Responsável pela Coordenadoria da Infância e Juventude do Poder Judiciário do Rio Grande do Norte (CEIJ/RN), o juiz José Dantas de Paiva observa que este serviço está a disposição das pessoas para prevenir, coibir e, em alguns casos, impedir a realização ou continuidade de condutas que ponham em risco crianças e adolescentes. Durante a Covid-19, ele se torna ainda mais importante. “Mesmo assim, caso a pessoa não consiga fazer a denúncia pelo Disque 100, deve procurar a Delegacia de Polícia mais próxima para informar sobre situação deste tipo que esteja acontecendo com alguém próximo ou não”, reforça o magistrado.

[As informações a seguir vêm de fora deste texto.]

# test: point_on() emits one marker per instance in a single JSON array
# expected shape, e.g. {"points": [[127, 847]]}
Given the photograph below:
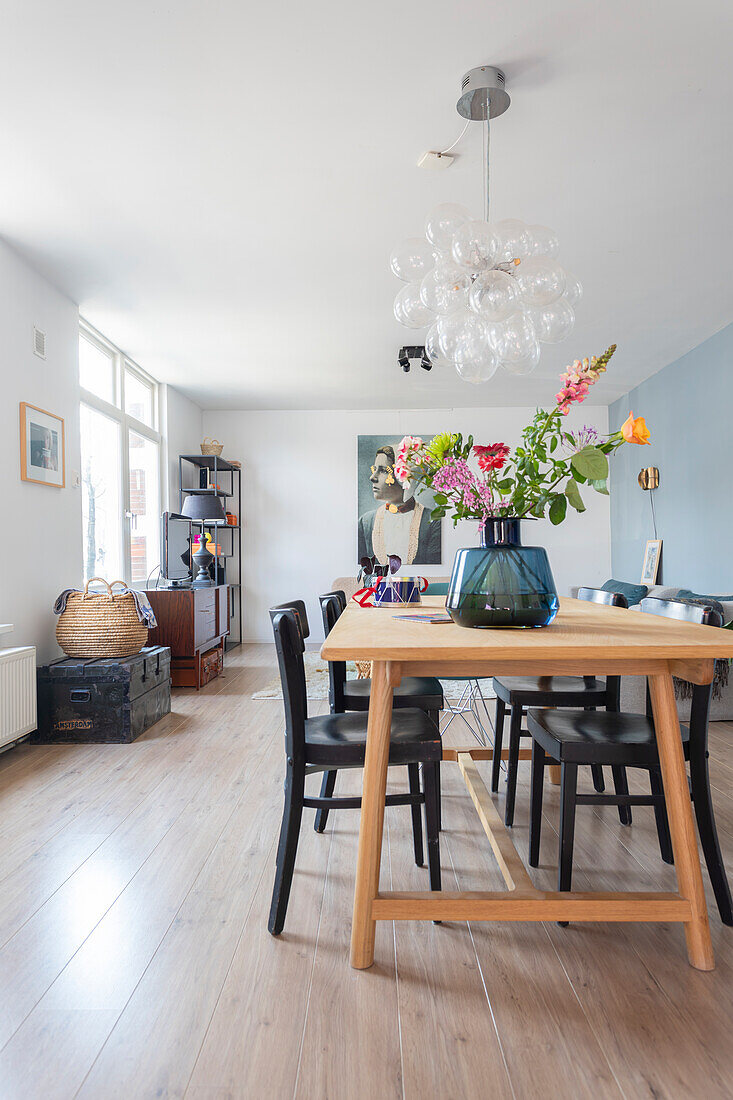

Em situações normais, a fiscalização dos agentes do Sistema de Garantia dos Direitos da Criança e do Adolescente é realizada presencialmente, com visitas a locais onde ocorra concentração deste público, estradas, locais de grande circulação, entre outros. Essa abordagem ficou prejudicada com as atuais regras de isolamento social, em tempos de pandemia. Para o juiz José Dantas de Paiva uma maneira de contrabalançar isso é a participação dos cidadãos, no sentido de estarem vigilantes a respeito de qualquer situação de violência ou abuso sexual em sua rua ou seu bairro. Para ele, o combate não parou mas transformou-se momentaneamente por causa deste período de emergência na saúde pública.

Serviço

O serviço Disque 100 funciona diariamente das 8h às 22h, inclusive nos fins de semana e feriados. As denúncias recebidas são analisadas e encaminhadas aos órgãos de proteção, defesa e responsabilização, de acordo com a competência e as atribuições específicas, priorizando o Conselho Tutelar como porta de entrada (nas situações de crianças e adolescentes), no prazo de 24 horas, mantendo em sigilo a identidade da pessoa denunciante.